Our relationship with the environment in the world is complex, and as such, eco-friendly, crunchy, hippies, whatever you want to call them, can come in all shapes and sizes. Perhaps the one thing that most of them have in common is that they are frowned upon by many other people, and quite often labelled obsessive. One could talk about hunters, vegans, people interested in aquaponics or organic farming, anti-GMO campaigners, wildlife conservationists, no-plastic people, recycling enthusiasts or people who try to live a zero-waste lifestyle, amongst others. Perhaps the best understood people are the recyclers, as kerbside recycling containers and now the norm in many countries worldwide. However, the fact that we don’t know what to put in the containers, that not everything we try to recycle is actually recyclable, and that everything today is vastly overpackaged makes certain people who delve into the world of recycling go a bit over the top in the eyes of many people.
There are many inspiring zero-waste blogs out there, which are hopefully encouraging other people to go greener, if not waste-free altogether.
Here are some so-easy-to-do-you’ve-got-no-excuse-not-to things you can do to generate less waste:
-Carry your own reusable bags instead of buying plastic bags.
-Use a reusable water bottle. If you’re worried about the quality of your water, you can buy a filtering jug or some charcoal.
-Buy larger containers when possible.
-Use either refillable containers or solid shampoo, or even no poo or water only.
As you see, these things are really easy to do. Then there are other things that you can do which do take a bit of extra effort, and involve a fair bit of DIY or maybe extra washing, but which I imagine are well worth it (not the voice of experience, sorry!):
-Make your own cleaning stuff (Check out David Suzuki’s Queen of Green’s Cleaning Recipes and her playlist on the David Suzuki Youtube channel). Or just use soapnuts. This way you can also make sure you know what you’re breathing in.

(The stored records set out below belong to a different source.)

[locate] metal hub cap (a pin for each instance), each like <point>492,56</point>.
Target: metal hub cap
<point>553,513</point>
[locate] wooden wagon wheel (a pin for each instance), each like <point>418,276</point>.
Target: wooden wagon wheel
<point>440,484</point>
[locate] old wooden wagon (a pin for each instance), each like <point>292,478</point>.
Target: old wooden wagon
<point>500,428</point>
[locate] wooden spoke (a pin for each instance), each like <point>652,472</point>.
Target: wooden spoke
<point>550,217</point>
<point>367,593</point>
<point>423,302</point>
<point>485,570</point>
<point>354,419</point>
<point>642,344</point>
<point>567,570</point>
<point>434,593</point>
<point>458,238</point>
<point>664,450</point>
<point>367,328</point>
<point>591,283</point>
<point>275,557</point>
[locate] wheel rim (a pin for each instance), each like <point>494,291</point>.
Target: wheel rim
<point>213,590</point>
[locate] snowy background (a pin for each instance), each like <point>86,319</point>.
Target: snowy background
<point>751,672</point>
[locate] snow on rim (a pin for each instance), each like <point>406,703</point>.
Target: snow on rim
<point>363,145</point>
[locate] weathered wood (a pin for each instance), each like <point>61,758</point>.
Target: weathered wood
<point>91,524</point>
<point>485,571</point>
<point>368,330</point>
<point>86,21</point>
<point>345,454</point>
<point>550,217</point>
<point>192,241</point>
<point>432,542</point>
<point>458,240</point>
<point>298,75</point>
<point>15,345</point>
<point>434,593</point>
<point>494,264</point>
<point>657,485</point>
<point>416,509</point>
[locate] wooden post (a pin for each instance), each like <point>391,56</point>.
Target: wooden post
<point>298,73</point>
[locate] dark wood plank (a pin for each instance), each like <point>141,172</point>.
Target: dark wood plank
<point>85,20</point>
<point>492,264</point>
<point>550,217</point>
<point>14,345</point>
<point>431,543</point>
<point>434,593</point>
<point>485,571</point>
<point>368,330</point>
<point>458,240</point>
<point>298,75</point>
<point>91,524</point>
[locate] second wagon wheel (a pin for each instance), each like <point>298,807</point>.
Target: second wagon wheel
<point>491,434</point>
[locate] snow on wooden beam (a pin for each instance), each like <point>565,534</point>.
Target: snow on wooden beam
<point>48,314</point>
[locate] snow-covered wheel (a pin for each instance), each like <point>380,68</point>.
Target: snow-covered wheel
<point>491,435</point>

-Use cloth. I talked about People Towels, but you can also have cloth toilet paper, kitchen unpaper towels, even just use cloth serviettes, cloth handkerchiefs, cloth nappies. Some of this sounds a bit extreme, but many people swear by the softness of family cloth (instead of toilet paper).
-Most toiletries have eco-friendlier versions: you can get compostable ear sticks made out of paper and cotton, as well as reusable cloth make-up rounds to use instead of cotton rounds), bamboo toothbrushes and some stranger alternatives such as chew sticks, natural or even homemade toothpaste, unpackaged alum sticks to use as deodorant – if you need it, that is. If you’re blessed with Aunt Flow’s monthly visit you can also get organic or reusable menstrual products.
Last but not least, there’s the issue of the food, which is almost certainly the hardest to tackle. In some places, for example, supermarkets won’t let you take a single vegetable or fruit without putting it in a plastic bag for ‘health and safety reasons’. And of course you have to use a disposable plastic glove to choose what you’re going to take. I wonder if that means we can eat them without washing them… Anyway, I’m guessing if you go to a traditional grocer’s they’ll let you take your own bag. Great for vegetarians, but it’s even harder for meat-eaters, with all this meat packaged in polystyrene trays. If they let you, you have the option of waxed paper (with real wax, as opposed to the plastic-lined paper which you can get, even if some kinds allow you to peel off the plastic and recycle the paper!), or maybe a lunch box. Never tried this myself though.
What’s really making it hard for us, though, are the businesses. And this is where I wonder if it’s actually taking off. With zero-waste shops either existing or opening in Berlin, Vic, Capannori, Vienna, London (assuming it will actually make a comeback), Nantes, Austin or Denver there is still hope.